Victor Fleming, George Cukor, and Mervyn LeRoy | The Wizard of Oz


Noel Langley, Florence Ryerson, Edgar Allan Wolf (screenplay, based on the book by L. Frank Baum), Irving Breacher, Willliam H. Cannon, Herbert Fields, Arthur Freed, Jack Haley, E. Y. Harburg, Samuel Hoffenstein, Bert Lahr, John Lee Mahin, Herman J. Mankewicz, Jack Mintz, Ogden Nash, Robert Pirosh, George Seaton, and Sid Silvers (credited and uncredited dialogue), Harold Arlen and E. Y. Harburg (songs), Victor Fleming, George Cukor [uncredited] and Mervyn LeRoy [uncredited] (directors) The Wizard Of Oz / 1939

It seems as if everyone in Hollywood was, in one way or another, involved in the writing and directing of the great film classic The Wizard of Oz. But the enduring song "If I Only Had a Brain" had only a composer and a lyricist, the incomparable Harold Arlen and E. Y. Harburg. Originally written for the 1937 Broadway musical, Horray for What!, it was cut from that production. Writing new lyrics, Harburg featured it in his great score as a perfect song for the movie's talking, dancing scarecrow.

Dancing as if he were a straw-stuffed puppet whose strings were pulled from somewhere on high, Bolger, always an entertaining and comical dancer, outdoes himself with the lightness of his feet. At times his entire body seems almost to float, as if he really were stuffed with hay instead bones and gristle. Yet, as a straw man, each attempt to fly off into dance ends, sadly, with gravity's pull, and his body's collapse.
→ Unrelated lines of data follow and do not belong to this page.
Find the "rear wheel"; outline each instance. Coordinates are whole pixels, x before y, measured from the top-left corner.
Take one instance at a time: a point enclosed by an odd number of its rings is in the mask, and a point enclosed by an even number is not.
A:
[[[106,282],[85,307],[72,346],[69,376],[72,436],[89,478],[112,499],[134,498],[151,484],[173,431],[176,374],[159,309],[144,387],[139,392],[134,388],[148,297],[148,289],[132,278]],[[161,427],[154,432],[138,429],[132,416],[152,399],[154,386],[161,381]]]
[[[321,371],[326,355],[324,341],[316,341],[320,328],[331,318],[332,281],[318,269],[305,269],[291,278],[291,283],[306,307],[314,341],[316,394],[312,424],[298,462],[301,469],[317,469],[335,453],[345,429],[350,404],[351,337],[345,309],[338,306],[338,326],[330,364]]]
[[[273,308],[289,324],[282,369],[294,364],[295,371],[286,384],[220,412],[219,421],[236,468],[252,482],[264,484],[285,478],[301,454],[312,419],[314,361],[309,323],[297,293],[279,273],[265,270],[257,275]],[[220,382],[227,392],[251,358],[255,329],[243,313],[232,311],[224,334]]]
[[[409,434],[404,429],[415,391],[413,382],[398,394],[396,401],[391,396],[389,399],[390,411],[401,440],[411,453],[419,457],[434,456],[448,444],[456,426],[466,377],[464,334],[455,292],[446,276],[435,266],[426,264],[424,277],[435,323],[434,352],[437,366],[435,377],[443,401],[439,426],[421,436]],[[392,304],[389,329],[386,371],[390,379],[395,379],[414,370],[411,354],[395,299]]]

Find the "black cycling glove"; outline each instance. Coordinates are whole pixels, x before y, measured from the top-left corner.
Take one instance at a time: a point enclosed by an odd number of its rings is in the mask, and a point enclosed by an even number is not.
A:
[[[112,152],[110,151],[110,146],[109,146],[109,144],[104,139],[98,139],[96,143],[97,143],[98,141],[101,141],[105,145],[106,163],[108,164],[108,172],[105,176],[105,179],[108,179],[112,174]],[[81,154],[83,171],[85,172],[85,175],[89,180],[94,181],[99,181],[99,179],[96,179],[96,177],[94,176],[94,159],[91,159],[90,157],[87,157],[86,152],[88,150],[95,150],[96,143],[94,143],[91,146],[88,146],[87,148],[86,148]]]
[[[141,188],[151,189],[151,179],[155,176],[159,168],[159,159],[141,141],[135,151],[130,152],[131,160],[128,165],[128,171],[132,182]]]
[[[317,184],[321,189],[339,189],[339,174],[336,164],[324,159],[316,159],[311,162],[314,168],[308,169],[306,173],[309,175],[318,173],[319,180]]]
The song he sings also seems to float in its comicality, making his poignant desire to "have a brain" even more magical, since we realize immediately that anyone who can think of what to do with a brain like he can, is near to genius:

I could wile away the hours
Conferrin' with the flowers
Consultin' with the rain
And my head I'd be scratchin'
While my thoughts were busy hatchin'
If I only had a brain.

He and Dorothy (Judy Garland) end this wonderful dance number in their memorable skip-to-my-lou down the yellow brick road, which also demonstrates the dancing talents of the young Garland. Garland, while not a great dancer has certainly shone in several dance numbers. Her pairing with Fred Astaire in "We're a Couple of Swells" in Easter Parade and her memorable struts in "Get Happy" in the musical film Summertime immediately come to mind. But in her gingham dress and red ruby shoes, she is unforgettable. Even the dog, Toto, trots along on cue.